Kenny Walter is an editor with HCPLive. Prior to joining MJH Life Sciences in 2019, he worked as a digital reporter covering nanotechnology, life sciences, material science and more with R&D Magazine. He graduated with a degree in journalism from Temple University in 2008 and began his career as a local reporter for a chain of weekly newspapers based on the Jersey shore. When not working, he enjoys going to the beach and enjoying the shore in the summer and watching North Carolina Tar Heel basketball in the winter.
Lanthanum is commonly prescribed to CKD patients to help reduce the risk of bone and cardiovascular disease.
An international team, led by Nigel D. Toussaint, MBBS, FRACP, PhD, Department of Nephrology, The Royal Melbourne Hospital, assessed the effects of non-calcium-based phosphate binders on intermediate cardiovascular markers in patients suffering from chronic kidney disease.
For patients with chronic kidney disease, higher serum phosphate levels is linked to increased fibroblast growth factor 23 (FGF23) levels, arterial calcification, and cardiovascular mortality. However, there has only been limited trial assessing phosphate-lowering therapies, with only modest efficacy in lowering serum phosphate and FGF23 found during short-term follow-up with patients.
While phosphate binders like lanthanum have been prescribed to help reduce the risk of bone and cardiovascular disease, the effect of these agents on cardiovascular markers is uncertain.
In the multicenter, double-blind, randomized trial, the investigators examined 278 patients with stage 3b or 4 chronic kidney disease and serum phosphate greater than 1.00 mmol/L (3.10 mg/dl). Each patient received either 500 mg of lanthanum carbonate (n = 138) or a matched placebo (n = 140) 3 times daily for 96 weeks.
The mean age of the study was 63.1 years old and the patient population was 69% male. The mean estimated glomerular filtration rate (eGFR) of 26.6 ml/min per 1.73 m2 and 45% and 32% of participants had diabetes and cardiovascular disease, respectively.
The mean serum phosphate was 1.25 mmol/L (3.87 mg/dl), the mean pulse wave velocity was 10.8 m/s, and 81.3% of the study population had abdominal aortic calcification at baseline.
The investigators sought a primary outcome of carotid-femoral pulse wave velocity, which was analyzed using a linear mixed effects model for repeated measures. They also sough secondary outcomes of abdominal aortic calcification and serum and urine markers of mineral metabolism.

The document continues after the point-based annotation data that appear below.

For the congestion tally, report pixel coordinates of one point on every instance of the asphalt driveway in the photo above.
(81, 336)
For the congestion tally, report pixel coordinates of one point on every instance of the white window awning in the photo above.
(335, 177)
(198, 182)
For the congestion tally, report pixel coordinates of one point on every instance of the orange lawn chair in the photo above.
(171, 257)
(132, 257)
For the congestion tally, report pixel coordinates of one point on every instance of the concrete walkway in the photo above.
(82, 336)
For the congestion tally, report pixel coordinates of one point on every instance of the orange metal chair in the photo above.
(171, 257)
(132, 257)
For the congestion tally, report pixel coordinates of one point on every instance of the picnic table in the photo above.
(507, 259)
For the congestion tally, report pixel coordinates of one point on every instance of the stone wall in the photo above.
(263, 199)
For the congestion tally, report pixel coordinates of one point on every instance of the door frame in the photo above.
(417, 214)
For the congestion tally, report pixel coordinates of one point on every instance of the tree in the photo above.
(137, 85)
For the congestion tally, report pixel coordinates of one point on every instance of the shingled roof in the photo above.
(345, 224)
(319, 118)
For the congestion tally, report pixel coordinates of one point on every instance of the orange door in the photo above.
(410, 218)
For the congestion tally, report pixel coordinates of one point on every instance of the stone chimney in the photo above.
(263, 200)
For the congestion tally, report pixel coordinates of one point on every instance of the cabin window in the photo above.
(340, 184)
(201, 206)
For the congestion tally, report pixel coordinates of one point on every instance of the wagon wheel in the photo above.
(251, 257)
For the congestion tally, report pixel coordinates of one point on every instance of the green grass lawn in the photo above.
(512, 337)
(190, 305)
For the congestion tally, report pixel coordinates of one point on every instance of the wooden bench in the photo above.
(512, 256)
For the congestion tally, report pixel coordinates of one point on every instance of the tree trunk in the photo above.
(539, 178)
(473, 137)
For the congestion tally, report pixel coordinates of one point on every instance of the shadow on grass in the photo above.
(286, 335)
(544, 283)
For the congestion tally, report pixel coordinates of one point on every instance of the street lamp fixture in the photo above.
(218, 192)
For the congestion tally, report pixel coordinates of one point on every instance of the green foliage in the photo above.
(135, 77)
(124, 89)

After 96 weeks, the investigators found pulse wave velocity did not significantly differ between the treatment and placebo group. Abdominal aortic calcification, serum phosphate, parathyroid hormone, FGF23, and 24-hour urinary phosphate also did not differ between the treatment group and placebo group at 96 weeks.
Serious adverse events also occurred in 63 (46%) of patients in the lanthanum group and 66 (47%) individuals in the placebo group.
While the recruitment to target was not achieved, additional analysis suggested this was unlikely to have significantly affected the principle findings.
“In patients with stage 3b/4 CKD, treatment with lanthanum over 96 weeks did not affect arterial stiffness or aortic calcification compared with placebo,” the authors wrote. “These findings do not support the role of intestinal phosphate binders to reduce cardiovascular risk in patients with CKD who have normophosphatemia.”
The study represents the largest trial to look at the impact of lanthanum carbonate in patients with chronic kidney disease.
The study, “A Randomized Trial on the Effect of Phosphate Reduction on Vascular End Points in CKD (IMPROVE-CKD),” was published online in the Journal of the American Society of Nephrology.